Turkish bocce bowls and darts player (born 2001)

Emine Dursun (born 4 January 2001) is a Turkish lawn bowler, bocce volo, and professional darts player.

== Sport career ==
=== Lawn bowls ===
Dursun played lawn bowls with three other Turkish female teammates at the 2016 World Outdoor Bowls Championship – Women's fours in Christchurch, New Zealand without success.

=== Bocce ===
She won the gold medal in the bocce volo doubles traditional event with her teammate Buket Öztürk at the 2024 European Bocce Women & Mix Championship in Toroslar, Mersin, Turkey.

=== Darts ===
Dursun started playing darts when she was 5–6 years old, impressed by her father Fikret Dursun, a former national darts team coach and Turkish Federation's chairman of the central referee board, and her brother, a national athlete. She felt great enthusiasm for this sport while they were training. She was constantly getting in between them and trying shots.
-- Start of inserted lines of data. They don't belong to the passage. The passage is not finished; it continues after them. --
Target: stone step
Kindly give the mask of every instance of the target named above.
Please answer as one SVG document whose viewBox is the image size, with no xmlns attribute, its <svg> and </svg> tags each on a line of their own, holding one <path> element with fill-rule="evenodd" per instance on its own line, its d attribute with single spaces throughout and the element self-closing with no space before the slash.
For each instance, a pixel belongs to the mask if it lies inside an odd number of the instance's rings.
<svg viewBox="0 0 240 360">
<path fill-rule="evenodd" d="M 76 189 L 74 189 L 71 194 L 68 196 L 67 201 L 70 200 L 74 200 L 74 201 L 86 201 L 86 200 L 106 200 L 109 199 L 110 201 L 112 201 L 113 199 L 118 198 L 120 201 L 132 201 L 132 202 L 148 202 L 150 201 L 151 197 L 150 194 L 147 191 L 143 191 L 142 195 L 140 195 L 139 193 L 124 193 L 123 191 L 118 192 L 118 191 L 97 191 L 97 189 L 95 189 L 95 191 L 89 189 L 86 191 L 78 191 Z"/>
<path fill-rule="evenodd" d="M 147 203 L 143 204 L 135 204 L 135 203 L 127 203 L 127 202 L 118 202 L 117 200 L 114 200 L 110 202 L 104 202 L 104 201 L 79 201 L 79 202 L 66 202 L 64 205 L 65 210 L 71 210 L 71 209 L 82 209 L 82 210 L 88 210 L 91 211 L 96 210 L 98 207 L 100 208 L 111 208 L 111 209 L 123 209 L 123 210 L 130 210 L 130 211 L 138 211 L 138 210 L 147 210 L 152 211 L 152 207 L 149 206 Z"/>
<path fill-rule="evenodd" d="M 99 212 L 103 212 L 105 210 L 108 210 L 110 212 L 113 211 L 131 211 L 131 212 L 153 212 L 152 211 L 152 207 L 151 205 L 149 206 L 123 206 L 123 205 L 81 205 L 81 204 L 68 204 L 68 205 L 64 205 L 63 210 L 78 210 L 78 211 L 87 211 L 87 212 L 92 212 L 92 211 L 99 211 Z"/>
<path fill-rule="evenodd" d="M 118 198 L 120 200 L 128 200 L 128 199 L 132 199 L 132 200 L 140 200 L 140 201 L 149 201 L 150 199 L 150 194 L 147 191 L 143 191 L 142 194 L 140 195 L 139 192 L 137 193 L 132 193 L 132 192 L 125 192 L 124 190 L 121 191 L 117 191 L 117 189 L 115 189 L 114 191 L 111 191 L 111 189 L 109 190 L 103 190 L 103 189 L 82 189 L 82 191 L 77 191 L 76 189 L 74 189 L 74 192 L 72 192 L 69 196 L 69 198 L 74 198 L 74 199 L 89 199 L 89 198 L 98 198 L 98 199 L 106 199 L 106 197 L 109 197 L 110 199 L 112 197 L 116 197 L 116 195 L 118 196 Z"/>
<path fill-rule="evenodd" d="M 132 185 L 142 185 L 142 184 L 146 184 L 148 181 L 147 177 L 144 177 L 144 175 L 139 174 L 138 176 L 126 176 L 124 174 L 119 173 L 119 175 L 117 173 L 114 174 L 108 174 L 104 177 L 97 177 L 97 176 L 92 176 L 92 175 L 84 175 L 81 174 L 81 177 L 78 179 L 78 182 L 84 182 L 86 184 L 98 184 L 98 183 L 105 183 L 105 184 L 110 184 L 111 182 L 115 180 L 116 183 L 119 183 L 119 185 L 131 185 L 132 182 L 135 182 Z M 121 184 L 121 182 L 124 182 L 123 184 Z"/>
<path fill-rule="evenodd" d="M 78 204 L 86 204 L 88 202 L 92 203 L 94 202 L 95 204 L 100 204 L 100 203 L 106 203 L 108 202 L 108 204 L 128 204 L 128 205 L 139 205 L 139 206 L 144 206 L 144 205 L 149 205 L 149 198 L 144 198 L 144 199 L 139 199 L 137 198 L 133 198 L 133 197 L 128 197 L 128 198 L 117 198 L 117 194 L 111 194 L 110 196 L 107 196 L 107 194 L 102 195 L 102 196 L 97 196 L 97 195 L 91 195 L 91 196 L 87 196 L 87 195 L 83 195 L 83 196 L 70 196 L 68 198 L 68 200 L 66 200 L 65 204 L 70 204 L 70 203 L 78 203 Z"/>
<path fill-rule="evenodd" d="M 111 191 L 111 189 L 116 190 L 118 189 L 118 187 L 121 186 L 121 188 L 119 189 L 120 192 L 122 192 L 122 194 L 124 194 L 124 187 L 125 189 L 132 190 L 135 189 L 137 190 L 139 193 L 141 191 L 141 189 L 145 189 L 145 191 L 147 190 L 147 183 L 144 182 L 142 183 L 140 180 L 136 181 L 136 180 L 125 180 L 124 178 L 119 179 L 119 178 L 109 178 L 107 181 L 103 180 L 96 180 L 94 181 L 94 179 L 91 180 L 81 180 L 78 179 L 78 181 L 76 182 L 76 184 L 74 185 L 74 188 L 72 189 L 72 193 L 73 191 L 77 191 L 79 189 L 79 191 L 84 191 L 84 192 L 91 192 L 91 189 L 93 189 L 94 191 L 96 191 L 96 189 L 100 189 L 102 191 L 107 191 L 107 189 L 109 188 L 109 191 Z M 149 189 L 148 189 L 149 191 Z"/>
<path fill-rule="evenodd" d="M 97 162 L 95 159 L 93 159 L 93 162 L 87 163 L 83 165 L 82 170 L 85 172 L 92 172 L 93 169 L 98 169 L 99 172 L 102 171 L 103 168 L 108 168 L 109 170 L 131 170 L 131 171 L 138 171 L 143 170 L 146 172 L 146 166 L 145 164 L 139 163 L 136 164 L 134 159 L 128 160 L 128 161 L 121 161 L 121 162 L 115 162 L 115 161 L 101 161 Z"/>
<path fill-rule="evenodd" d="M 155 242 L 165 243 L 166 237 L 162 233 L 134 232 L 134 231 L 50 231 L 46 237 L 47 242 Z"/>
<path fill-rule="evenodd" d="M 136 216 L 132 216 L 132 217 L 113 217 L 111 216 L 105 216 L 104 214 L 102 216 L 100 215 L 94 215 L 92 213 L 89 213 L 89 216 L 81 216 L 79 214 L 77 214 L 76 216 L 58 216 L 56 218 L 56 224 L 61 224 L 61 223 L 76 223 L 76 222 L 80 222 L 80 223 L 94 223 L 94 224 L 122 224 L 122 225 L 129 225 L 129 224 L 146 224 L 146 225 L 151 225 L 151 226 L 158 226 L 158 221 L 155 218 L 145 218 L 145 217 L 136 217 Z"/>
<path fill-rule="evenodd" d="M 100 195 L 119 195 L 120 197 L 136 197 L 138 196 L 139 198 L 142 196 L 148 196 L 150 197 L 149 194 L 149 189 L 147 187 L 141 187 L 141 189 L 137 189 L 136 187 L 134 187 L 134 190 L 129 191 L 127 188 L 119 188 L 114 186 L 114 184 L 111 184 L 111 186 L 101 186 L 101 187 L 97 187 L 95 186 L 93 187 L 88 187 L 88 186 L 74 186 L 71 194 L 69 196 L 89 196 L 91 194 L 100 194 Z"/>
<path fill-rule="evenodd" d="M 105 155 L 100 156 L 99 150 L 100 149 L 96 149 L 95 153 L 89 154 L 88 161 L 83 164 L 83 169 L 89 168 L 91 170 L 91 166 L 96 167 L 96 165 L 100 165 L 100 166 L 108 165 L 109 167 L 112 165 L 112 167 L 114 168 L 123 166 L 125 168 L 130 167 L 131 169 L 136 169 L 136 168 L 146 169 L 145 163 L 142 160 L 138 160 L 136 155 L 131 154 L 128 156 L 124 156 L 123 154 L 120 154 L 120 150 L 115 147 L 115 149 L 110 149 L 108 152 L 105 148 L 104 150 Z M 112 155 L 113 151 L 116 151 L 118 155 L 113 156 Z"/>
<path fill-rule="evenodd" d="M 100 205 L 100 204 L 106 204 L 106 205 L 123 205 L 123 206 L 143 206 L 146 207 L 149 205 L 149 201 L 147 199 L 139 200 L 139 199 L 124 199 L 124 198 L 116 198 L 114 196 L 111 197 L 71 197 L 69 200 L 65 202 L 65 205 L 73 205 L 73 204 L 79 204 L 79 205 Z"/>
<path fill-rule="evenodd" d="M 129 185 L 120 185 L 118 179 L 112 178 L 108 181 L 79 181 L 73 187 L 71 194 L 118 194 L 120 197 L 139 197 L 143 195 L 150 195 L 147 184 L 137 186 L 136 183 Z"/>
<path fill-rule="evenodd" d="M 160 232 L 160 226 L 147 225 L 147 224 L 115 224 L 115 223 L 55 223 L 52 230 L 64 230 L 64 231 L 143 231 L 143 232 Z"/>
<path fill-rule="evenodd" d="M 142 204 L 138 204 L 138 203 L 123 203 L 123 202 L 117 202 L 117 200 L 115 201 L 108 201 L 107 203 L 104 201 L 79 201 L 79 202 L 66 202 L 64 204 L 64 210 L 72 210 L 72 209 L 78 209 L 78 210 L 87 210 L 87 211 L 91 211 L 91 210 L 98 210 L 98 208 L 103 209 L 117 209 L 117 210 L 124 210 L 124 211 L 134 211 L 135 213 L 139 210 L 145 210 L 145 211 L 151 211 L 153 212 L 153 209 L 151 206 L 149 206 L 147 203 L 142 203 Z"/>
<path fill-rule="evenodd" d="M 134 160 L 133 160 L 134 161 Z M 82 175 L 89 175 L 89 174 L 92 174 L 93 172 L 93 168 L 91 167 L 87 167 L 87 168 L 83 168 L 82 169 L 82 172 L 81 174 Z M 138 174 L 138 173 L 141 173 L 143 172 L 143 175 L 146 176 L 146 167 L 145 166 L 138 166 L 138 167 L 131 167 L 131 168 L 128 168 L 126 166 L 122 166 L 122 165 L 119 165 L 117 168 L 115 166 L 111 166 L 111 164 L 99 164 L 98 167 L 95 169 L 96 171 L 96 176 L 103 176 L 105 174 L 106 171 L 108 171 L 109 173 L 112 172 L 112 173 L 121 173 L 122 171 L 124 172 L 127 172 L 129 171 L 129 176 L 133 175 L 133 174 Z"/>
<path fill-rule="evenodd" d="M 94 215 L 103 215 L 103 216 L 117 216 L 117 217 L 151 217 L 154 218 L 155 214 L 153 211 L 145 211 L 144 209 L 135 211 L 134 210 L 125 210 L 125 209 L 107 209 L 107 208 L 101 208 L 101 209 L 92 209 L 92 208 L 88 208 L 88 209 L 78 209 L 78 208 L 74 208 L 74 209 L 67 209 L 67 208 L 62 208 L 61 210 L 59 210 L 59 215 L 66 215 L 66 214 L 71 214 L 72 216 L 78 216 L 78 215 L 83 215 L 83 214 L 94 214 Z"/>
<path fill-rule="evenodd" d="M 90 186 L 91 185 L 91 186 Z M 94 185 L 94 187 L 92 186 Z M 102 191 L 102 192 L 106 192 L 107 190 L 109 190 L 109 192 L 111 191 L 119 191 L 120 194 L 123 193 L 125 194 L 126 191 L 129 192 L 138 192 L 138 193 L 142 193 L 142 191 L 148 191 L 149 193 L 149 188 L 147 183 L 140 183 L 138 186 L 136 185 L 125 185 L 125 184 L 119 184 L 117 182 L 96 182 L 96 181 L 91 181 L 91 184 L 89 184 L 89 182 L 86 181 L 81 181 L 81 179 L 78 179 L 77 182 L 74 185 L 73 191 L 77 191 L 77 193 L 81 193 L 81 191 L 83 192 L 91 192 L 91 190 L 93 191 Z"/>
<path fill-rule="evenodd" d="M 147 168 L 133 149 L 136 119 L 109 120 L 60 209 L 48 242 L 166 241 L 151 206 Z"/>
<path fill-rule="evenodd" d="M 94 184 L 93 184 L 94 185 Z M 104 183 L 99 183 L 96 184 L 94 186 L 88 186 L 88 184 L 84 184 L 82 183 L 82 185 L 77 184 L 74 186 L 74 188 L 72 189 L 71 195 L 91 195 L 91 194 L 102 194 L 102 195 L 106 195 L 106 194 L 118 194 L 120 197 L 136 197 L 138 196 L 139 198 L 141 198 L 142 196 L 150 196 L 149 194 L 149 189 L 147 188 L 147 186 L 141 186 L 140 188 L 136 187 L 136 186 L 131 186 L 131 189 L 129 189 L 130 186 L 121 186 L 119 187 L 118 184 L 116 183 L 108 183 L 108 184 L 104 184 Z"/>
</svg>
She became first time champion in the youth category at the 2012 Turkish Cadets and Juniors Darts Championships, which was her first competition. In the seniors category, she ranked third, and was selected so to the national team. Due to her young age, her application for participation at international competitions was denied. In 2017, she came second in Europe for the first time in the 2017 soft-tip Electronic Darts EDU European Darts Championship in Caorle, Italy. The same year, she won the champions title at the Steel-tip Darts Championships as the first Turkish girl. She won the gold medal in girls' singles at the 2017 WDF European Youth Cup, and at the 2017 WDF Mediterranean Open tournament. In 2019, she captured the gold medal in the women's singles at the Mediterranean Darts Open tournament in Kemer, Antalya, Turkey in April, and another gold at the WDF Mediterranean Cup in Salou, Spain in May, became silver medalist at the EDU European Darts Championships, and took a bronze medal at the WDF World Junior Cup.

She took the silver medal in the singles event at the 2025 Danish Darts Open in Esbjerg losing to Lorraine Hyde in the final 5–4. In 2025, she became the first Turkish woman to compete at the WDF World Darts Championship.

== Personal life ==
Emine Dursun was born on 4 January 2001.

She is a student at Bayburt University.